Hi Hank,

I'm curious, which PIMs have you worked on in the past? I'm a big fan of 
EccoPro (still use it daily) and even have a couple of Agenda files 
that I occasionally open and add things to.

As you've noted, Chandler's terminology and UI are quite influenced by 
GTD, and I agree with your point that it would be good to get rid of 
unnecessary jargon. "Triage" is a good example: it seems like several 
people brought up "status" as a more understandable alternative, which 
I also quite like. 

On the other hand, I think your perspective is at times a little too 
harsh and perhaps also too strongly anchored in your use of iTunes (or 
other apps). For example, "collection" is a pretty common English word, 
why is it less descriptive of a "group of things" than a "folder"? I 
don't know iTunes that well (although I do use it to listen to 
podcasts), but I don't dispute that "folder" by now is a well 
established word in the computer usage. However, in the most common use 
by far it means a bunch of files. This common usage further implies 
that there is a hierarchy (or tree) of folders, and that each file (or 
item) can only belong to one folder.

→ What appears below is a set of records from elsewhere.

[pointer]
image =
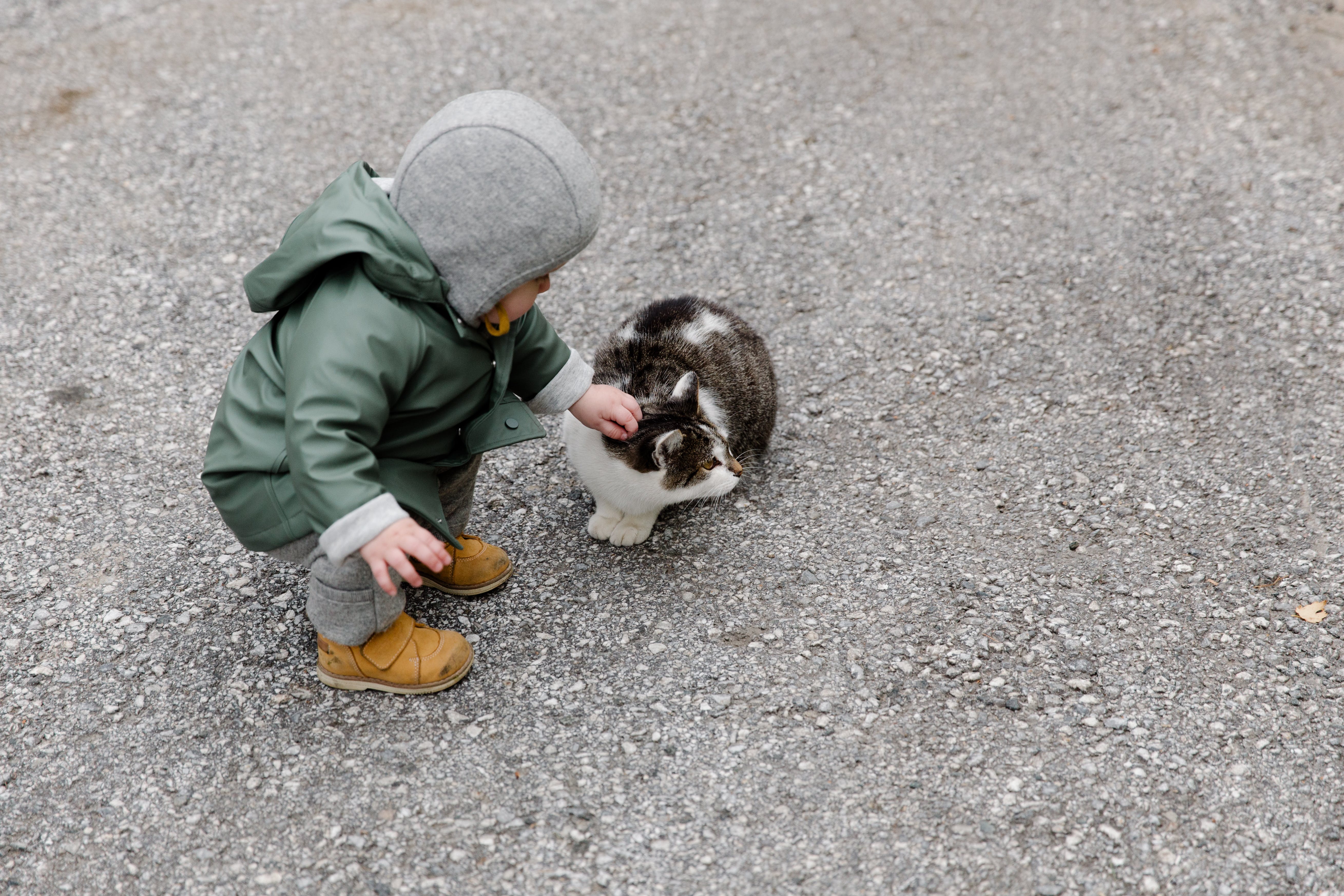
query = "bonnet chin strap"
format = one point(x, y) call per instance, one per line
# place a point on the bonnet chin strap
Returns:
point(503, 326)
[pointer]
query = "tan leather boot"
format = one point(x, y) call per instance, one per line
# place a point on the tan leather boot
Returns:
point(476, 570)
point(410, 657)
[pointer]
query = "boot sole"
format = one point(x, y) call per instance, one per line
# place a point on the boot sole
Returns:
point(350, 683)
point(476, 589)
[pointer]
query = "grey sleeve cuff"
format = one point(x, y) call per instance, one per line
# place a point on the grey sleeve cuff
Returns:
point(359, 527)
point(565, 387)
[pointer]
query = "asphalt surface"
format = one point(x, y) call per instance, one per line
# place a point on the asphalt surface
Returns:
point(1054, 297)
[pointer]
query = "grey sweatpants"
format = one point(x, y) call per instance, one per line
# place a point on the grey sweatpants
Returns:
point(345, 602)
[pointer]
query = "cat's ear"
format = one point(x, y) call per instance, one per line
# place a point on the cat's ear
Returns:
point(664, 445)
point(686, 394)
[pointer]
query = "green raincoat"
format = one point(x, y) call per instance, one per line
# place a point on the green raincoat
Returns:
point(365, 382)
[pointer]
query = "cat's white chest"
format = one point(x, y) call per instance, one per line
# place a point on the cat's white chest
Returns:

Neither is true in Chandler's 
case: collections are not hierarchical and an item can belong to 
multiple collections.

Dashboard is a term that I'm more ambivalent about. It's another one of 
GTD-ish terms, although it is also one that is increasingly common in 
business applications that give a one-page, easy to understand status 
overview of some process or operation. If that were indeed what the 
Dashboard view did in Chandler, I would feel a lot more strongly about 
it. However, it does not right now, and serves more-or-less as a union 
of some subset of available collections. (Plus Dashboard-only items, as 
Heikki pointed out, although this doesn't seem to be that common in 
everyday usage.) Discussion about Dashboard redesign seems to pop up 
every now and then, but so far with no visible changes in the app, as 
far as I can tell. If this redesign is not going to be done in the 1.0 
timeframe, maybe it's better to just not have the Dashboard collection 
at all, rethink it fully when there is more time, and add it with great 
fanfare for 2.0. :-)

Davor

On Saturday 08 December 2007 16:07:48 hank williams wrote:
> Philip,
>
> Thanks for your comments. I'll take two out of three!
>
> As for your views on tag or category, and needing something more
> concrete I can agree with that. As I said in my next post, iTunes
> uses the word folders and it works *exactly* the way (at least as I
> understand them) collections do. iTunes is a pretty popular app and
> so you would gain enormously by leveraging that nomenclature.